I used to get up early, around dawn or a little after. Dawn is beautiful in Miami. All flamingo-pink and baby-blue. But you can’t eat it. I used to wash my face in a fountain there in the park and comb my hair with a broken half comb I had in my pocket and turn my coat back right side out, so the wrinkles wouldn’t show. And by the time I got through you could hardly tell. Or so I hoped.

I came out of the park the morning that I got the job, and I was walking along, following up my own shadow along the pale pink sidewalk, giving it its head, watching to see where it would lead me. I passed this resort, this night spot — I think it was called The Acacias, or something like that. I didn’t notice it much. Miami is a pleasure town, and it’s lousy with them. But this was a little bigger and a little classier-looking than the average; that was all I noticed about it. It must have only just closed about an hour or so before. You could almost smell the heat still coming out of it, as you went by, from the night-long blaze that had gone on inside it; it had hardly cooled off yet.

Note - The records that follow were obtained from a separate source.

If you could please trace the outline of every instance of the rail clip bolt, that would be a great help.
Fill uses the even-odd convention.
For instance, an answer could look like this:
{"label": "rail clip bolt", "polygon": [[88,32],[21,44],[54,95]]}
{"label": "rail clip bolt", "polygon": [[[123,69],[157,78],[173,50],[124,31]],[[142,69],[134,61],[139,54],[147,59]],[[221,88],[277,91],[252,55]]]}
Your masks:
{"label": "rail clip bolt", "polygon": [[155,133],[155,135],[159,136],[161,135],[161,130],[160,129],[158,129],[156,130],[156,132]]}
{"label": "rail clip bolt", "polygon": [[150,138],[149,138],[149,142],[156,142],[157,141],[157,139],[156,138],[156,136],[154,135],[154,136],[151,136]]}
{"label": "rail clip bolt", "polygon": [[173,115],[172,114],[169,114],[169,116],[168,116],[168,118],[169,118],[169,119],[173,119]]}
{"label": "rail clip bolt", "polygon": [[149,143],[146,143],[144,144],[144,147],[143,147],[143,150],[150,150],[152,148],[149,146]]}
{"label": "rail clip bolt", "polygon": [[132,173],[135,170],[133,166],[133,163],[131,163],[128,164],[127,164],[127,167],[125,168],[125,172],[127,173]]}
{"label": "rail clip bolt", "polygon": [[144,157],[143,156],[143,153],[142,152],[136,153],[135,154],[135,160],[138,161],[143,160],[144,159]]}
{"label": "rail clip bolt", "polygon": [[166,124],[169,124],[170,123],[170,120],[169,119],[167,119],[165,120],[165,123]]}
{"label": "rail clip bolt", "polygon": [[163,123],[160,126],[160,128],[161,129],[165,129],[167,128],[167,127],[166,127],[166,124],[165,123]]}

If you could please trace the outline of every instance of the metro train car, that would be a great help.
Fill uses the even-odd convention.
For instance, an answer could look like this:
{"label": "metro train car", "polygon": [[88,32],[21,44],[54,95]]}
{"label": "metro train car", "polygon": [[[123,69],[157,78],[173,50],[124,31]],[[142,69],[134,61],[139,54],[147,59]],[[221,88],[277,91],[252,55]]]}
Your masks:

There was a little strip of grass between the sidewalk and the curb, a sort of fancy border. I thought I saw something lying there in it, but the dew was flashing, so it made it hard to tell. I nearly passed it by at first. Then I changed my mind and went back and gave it a cuff with my toe. It turned over, and it was a wallet. I reached down and got it.

It was just a little bit out of true with the entrance of the place. As if somebody stepping into a car at that point, while it was still dark, had dropped it and never noticed it. It was black pin seal, with gold clasps on the corners. It said “Mark Cross” on the lining, which is a good place to get them. It had money in it, plenty, and for a minute that was all that interested me. Forty dollars, about.

I kept on walking.

It wasn’t anonymous by any means. It was loaded with identification. The driver’s license told whose it was right through the glossine, without even having to go into the various compartments. Edward Roman, and he was forty-four, and he lived at Hermosa Drive. And then in addition there were cards and scraps of paper with telephone numbers and disjointed memos on them, most of them meaningless and hieroglyphic except to the owner. No, it wasn’t anonymous by any means.

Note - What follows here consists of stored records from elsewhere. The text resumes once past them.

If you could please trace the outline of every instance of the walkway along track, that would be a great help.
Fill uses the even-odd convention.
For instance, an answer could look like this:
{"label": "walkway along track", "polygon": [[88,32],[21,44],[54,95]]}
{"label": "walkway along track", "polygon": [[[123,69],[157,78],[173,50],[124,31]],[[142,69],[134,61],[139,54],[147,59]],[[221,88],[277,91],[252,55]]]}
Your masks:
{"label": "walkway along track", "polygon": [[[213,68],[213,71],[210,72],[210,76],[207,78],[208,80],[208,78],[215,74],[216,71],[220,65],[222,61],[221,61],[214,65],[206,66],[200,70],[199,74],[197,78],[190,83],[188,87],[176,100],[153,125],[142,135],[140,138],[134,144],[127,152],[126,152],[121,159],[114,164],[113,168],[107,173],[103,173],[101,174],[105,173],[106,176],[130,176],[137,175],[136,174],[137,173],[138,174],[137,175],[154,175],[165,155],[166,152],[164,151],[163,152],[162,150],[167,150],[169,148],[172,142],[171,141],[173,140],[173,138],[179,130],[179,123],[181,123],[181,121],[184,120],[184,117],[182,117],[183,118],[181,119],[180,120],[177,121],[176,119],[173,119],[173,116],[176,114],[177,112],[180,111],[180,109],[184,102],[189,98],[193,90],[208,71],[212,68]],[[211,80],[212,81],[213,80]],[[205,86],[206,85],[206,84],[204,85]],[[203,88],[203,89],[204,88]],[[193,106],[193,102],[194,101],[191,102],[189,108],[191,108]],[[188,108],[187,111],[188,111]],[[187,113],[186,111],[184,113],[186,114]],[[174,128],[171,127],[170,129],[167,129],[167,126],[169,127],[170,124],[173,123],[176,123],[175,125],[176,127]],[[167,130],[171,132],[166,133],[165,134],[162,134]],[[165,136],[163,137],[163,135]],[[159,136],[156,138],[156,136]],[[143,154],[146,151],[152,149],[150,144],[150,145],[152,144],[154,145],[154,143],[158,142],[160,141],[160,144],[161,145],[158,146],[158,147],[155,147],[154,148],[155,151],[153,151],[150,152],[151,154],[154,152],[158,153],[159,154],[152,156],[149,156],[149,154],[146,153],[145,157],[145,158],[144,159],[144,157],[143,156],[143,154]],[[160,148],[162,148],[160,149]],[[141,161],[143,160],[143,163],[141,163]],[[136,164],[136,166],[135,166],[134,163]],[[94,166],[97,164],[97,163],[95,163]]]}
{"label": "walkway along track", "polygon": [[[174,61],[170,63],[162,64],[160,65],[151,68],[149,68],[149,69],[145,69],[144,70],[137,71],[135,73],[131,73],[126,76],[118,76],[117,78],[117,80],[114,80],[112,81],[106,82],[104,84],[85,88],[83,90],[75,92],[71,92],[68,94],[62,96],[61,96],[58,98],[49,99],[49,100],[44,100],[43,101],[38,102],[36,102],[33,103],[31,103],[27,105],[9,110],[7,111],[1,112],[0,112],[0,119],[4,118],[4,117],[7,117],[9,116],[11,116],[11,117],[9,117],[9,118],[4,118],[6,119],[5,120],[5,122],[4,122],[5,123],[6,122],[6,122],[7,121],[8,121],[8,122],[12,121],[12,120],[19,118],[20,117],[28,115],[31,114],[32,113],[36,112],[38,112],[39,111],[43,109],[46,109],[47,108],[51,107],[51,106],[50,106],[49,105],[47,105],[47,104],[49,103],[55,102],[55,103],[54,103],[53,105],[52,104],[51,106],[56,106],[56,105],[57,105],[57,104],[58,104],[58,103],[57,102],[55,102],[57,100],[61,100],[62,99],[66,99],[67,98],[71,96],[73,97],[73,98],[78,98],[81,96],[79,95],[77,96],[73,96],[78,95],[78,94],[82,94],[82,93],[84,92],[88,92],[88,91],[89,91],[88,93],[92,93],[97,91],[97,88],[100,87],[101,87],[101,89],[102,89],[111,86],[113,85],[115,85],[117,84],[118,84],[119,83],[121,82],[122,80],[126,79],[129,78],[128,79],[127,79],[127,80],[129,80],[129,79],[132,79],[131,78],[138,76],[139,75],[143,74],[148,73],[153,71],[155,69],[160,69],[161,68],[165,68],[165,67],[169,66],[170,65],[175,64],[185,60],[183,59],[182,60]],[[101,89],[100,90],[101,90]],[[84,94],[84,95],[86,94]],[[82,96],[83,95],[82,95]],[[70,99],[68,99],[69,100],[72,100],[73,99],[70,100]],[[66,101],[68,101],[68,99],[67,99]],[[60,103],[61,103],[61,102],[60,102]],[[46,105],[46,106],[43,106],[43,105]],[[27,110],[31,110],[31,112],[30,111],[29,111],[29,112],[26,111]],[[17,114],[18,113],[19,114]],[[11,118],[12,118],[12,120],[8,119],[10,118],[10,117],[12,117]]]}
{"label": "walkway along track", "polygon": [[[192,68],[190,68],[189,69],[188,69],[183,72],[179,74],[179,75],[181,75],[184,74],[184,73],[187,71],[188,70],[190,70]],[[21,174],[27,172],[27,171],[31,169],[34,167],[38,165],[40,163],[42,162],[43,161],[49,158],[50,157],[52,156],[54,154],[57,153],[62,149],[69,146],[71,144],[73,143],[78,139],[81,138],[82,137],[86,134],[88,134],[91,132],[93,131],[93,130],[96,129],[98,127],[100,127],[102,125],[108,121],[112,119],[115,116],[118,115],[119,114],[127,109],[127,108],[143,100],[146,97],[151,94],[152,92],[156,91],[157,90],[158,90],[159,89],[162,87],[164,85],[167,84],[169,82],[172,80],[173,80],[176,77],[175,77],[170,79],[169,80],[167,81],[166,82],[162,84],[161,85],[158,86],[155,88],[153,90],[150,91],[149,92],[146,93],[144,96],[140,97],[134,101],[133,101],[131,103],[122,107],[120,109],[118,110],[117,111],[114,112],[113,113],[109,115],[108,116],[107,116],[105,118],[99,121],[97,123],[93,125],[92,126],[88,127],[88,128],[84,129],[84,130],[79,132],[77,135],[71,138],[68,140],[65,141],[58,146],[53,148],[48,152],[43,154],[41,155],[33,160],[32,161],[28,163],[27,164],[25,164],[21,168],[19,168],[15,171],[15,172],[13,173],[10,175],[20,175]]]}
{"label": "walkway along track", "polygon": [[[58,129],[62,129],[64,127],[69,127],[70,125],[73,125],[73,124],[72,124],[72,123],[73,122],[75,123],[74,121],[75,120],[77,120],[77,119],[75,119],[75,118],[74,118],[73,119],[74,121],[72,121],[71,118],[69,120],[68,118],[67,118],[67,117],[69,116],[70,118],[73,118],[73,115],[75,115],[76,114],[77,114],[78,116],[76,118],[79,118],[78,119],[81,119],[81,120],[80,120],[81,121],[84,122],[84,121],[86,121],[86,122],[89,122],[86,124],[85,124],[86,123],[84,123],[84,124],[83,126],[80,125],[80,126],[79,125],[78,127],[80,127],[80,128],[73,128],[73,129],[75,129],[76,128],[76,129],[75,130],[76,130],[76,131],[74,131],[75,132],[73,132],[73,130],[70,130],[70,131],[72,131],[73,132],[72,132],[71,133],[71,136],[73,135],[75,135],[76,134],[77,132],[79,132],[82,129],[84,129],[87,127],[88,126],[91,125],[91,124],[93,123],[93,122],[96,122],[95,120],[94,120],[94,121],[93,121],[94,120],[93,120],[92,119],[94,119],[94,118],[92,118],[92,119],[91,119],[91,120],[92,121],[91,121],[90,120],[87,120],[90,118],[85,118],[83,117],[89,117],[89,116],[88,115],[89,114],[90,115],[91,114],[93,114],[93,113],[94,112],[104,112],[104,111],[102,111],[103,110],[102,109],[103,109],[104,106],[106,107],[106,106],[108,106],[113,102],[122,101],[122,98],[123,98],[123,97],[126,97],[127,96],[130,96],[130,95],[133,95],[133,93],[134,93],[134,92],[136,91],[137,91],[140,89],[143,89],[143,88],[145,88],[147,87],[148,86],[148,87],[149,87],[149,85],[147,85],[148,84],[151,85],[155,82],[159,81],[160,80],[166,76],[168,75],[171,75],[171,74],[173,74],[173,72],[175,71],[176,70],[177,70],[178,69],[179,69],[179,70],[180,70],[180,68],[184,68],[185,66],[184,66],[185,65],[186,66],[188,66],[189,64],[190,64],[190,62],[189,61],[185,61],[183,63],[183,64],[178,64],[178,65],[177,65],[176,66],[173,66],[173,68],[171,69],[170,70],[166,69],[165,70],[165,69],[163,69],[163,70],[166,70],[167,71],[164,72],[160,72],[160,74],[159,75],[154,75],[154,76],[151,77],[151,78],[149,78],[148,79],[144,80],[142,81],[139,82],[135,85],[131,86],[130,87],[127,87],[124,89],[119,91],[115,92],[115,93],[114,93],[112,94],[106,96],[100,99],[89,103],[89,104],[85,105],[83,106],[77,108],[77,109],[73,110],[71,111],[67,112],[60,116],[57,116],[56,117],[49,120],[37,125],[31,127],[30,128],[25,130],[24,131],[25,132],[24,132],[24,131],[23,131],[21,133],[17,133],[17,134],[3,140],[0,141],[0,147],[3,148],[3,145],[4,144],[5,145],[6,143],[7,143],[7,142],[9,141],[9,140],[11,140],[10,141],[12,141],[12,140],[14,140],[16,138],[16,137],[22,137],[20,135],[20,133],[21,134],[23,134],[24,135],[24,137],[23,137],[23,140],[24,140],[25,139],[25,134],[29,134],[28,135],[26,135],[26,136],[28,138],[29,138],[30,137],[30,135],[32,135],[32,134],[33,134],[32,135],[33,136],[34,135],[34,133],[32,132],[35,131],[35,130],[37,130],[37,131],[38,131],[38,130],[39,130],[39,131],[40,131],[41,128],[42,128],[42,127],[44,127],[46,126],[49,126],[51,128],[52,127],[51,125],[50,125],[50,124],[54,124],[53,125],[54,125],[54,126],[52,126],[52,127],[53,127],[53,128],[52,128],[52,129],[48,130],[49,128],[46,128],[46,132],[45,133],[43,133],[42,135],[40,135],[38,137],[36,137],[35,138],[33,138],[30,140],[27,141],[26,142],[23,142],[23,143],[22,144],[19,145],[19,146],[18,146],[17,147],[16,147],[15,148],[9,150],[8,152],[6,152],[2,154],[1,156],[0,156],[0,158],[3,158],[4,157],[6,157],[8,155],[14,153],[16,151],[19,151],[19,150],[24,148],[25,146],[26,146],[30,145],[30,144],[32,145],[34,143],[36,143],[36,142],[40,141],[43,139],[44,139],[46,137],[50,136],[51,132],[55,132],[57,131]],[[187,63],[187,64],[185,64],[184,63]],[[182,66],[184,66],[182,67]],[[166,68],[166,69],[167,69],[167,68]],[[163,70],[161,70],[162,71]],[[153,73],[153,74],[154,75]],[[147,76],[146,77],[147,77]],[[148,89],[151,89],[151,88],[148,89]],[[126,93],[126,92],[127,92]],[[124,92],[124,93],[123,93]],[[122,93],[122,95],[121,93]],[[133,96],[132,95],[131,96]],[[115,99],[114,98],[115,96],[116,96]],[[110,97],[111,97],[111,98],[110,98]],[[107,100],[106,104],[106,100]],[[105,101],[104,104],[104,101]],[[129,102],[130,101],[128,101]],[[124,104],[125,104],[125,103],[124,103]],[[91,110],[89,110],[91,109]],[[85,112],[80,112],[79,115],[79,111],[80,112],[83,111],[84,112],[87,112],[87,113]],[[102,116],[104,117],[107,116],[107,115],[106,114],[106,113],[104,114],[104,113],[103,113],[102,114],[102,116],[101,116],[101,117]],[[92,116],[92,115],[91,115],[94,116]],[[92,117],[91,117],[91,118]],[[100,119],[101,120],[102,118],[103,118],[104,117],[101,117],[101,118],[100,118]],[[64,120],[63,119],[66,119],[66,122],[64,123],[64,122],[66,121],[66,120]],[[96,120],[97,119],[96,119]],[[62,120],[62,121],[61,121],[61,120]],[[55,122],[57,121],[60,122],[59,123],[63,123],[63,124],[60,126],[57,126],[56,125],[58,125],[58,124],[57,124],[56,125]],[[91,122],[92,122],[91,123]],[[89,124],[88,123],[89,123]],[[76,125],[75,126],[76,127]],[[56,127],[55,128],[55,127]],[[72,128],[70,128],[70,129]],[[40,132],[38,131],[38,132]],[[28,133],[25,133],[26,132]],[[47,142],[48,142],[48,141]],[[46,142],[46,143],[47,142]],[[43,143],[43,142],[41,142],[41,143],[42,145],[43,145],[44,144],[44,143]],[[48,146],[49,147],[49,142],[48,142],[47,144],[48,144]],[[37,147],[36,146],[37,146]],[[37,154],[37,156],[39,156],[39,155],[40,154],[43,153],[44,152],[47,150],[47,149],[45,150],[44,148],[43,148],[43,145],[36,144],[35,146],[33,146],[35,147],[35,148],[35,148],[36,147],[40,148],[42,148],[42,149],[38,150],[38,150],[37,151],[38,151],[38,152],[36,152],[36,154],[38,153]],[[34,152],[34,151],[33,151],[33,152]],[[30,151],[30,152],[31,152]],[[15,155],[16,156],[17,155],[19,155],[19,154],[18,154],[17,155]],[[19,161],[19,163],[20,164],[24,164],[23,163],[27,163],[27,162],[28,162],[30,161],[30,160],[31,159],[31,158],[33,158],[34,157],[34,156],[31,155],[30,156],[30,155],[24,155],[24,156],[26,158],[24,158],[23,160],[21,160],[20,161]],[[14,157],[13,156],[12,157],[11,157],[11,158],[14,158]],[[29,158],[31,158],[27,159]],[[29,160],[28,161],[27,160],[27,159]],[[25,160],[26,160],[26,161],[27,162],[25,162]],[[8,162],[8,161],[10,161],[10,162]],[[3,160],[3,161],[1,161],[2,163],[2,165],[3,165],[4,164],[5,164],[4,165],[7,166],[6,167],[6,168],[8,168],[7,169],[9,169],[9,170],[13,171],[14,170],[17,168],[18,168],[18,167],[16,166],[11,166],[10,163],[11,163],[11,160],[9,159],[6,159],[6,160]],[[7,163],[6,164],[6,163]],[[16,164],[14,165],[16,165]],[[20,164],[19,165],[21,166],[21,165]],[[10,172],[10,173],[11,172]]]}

But I kept on walking. My ethics couldn’t argue with my stomach right then. I had breakfast without washing glasses first or loading trays, and when I got through there was a dollar and a half less in the wallet.

Then I let my ethics get the upper hand. It’s surprising how much easier it is to be ethical when you’re well fed.

I couldn’t even find out where the place was until I’d asked three people. The first cop I asked had never heard of it and at least was honest enough to admit it. The second one had, but in a vague way that wasn’t much good when it came to specific directions. A truck driver finally cinched it, after I’d been under way for some time. He said he sympathized with me if I was going to try to make it on foot; he would have given me a lift, but he was going the wrong way for that, coming in instead of heading out. I just kept going. It occurred to me there were easier ways to be honest, but I didn’t have anything else to do with myself, anyway, so what was the difference?

It was way out. You felt like you were halfway up the coast to Palm Beach already before you finally got to it. It was something when you did get to it, though.

I’d seen these big places before. It’s crawling with them down there. But this looked as though it had been laid out by someone who was all speed and no control. It had its own private driveway leading off the highway, which was why no one had been sure where Hermosa Drive was; that was it. The house was facing the other way, looking out to sea, with its back to the highway. It had its own private beach. It was an estate, let me tell you.